The Moon takes 29.5 days to return to the same point on the celestial sphere as referenced to the Sun because of the motion of the Earth around the Sun; this is called a synodic month (lunar phases as observed from the Earth are correlated with the synodic month).
Hint: Remember that the Earth moves in its own orbit around the Sun. The synodic period is related to the lunar phases; it depends on the relative locations of the Sun-Earth-Moon. If we start measuring at Full Moon, then one sidereal month later we will not yet be back to a Full Moon, since the Moon must travel further in its orbit around the Earth to reach the relative Sun-Earth-Moon alignment...all because during the 27.3 days of the sidereal month, the Earth moved along in its orbit and now the Moon must "catch up".

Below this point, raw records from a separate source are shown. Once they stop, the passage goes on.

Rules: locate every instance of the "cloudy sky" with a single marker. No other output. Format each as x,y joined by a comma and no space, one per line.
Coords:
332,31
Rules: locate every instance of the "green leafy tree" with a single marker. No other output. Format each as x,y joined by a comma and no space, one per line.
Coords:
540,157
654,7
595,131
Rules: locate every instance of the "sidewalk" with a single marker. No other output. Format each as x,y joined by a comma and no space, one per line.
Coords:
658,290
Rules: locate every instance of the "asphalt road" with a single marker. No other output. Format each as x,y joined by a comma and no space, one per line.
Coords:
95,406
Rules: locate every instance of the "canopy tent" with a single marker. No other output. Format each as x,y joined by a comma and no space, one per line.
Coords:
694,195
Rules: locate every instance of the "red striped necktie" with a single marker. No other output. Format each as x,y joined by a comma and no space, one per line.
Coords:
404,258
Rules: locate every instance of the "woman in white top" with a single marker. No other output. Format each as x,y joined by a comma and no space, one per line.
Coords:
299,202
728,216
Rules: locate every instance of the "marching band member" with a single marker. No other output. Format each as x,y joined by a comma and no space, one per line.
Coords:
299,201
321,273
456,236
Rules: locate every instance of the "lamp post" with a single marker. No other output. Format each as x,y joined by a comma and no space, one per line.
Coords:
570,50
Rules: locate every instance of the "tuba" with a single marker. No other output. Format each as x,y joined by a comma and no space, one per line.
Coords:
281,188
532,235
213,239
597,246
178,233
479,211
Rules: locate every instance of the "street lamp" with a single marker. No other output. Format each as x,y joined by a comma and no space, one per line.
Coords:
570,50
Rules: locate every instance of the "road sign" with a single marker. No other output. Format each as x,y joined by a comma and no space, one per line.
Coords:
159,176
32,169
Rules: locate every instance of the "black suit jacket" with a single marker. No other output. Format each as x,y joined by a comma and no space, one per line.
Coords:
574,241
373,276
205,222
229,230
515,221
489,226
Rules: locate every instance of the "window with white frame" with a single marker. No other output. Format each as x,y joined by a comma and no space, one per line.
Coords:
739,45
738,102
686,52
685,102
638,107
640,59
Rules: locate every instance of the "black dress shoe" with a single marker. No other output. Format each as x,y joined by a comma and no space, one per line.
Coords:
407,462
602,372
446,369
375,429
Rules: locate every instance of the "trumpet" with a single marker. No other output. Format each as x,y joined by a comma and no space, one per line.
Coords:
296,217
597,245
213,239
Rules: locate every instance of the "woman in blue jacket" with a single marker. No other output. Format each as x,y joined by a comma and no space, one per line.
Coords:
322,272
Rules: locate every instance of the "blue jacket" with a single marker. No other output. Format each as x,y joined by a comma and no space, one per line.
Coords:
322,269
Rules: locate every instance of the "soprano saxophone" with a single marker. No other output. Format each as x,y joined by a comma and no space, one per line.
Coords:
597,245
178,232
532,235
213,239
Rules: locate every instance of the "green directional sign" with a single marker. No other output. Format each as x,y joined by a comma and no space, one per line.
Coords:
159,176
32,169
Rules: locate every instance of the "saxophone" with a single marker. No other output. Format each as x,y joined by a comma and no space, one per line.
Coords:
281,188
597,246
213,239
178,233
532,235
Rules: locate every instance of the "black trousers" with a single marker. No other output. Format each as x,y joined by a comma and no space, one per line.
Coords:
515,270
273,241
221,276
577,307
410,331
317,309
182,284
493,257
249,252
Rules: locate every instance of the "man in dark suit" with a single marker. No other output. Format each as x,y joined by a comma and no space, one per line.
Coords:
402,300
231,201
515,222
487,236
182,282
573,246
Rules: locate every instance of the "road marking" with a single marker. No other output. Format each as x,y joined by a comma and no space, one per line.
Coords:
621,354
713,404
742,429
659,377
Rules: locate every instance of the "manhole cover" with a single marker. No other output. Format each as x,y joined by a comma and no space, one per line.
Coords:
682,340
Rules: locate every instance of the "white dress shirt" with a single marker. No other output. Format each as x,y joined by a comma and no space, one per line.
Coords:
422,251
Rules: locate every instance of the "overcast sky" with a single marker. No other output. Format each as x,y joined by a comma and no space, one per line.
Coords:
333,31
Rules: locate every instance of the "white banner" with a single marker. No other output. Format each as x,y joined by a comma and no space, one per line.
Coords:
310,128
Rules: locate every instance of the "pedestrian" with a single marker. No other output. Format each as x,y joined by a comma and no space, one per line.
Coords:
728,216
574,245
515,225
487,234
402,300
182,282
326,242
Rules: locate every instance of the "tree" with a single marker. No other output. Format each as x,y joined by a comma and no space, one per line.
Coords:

Let's do the math! In one sidereal month, the Earth travels about (.985 degrees per day) x (27.321 days) = 26.91 degrees along its orbit around the Sun. The Moon moves at a speed of about 13.17 degrees per day. So to get back to the same relative Sun-Earth-Moon position, the Moon has to travel an additional 26.91/13.17 = 2.043 days. This means that from one lunar phase to the next one a month later, the time interval is 27.321 + 2.043 = 29.365 days. This accounts for nearly all of the synodic month. The rest is taken up by slight differences due to the fact that both orbits (the Earth around the Sun and the Moon around the Earth) are elliptical, not circular.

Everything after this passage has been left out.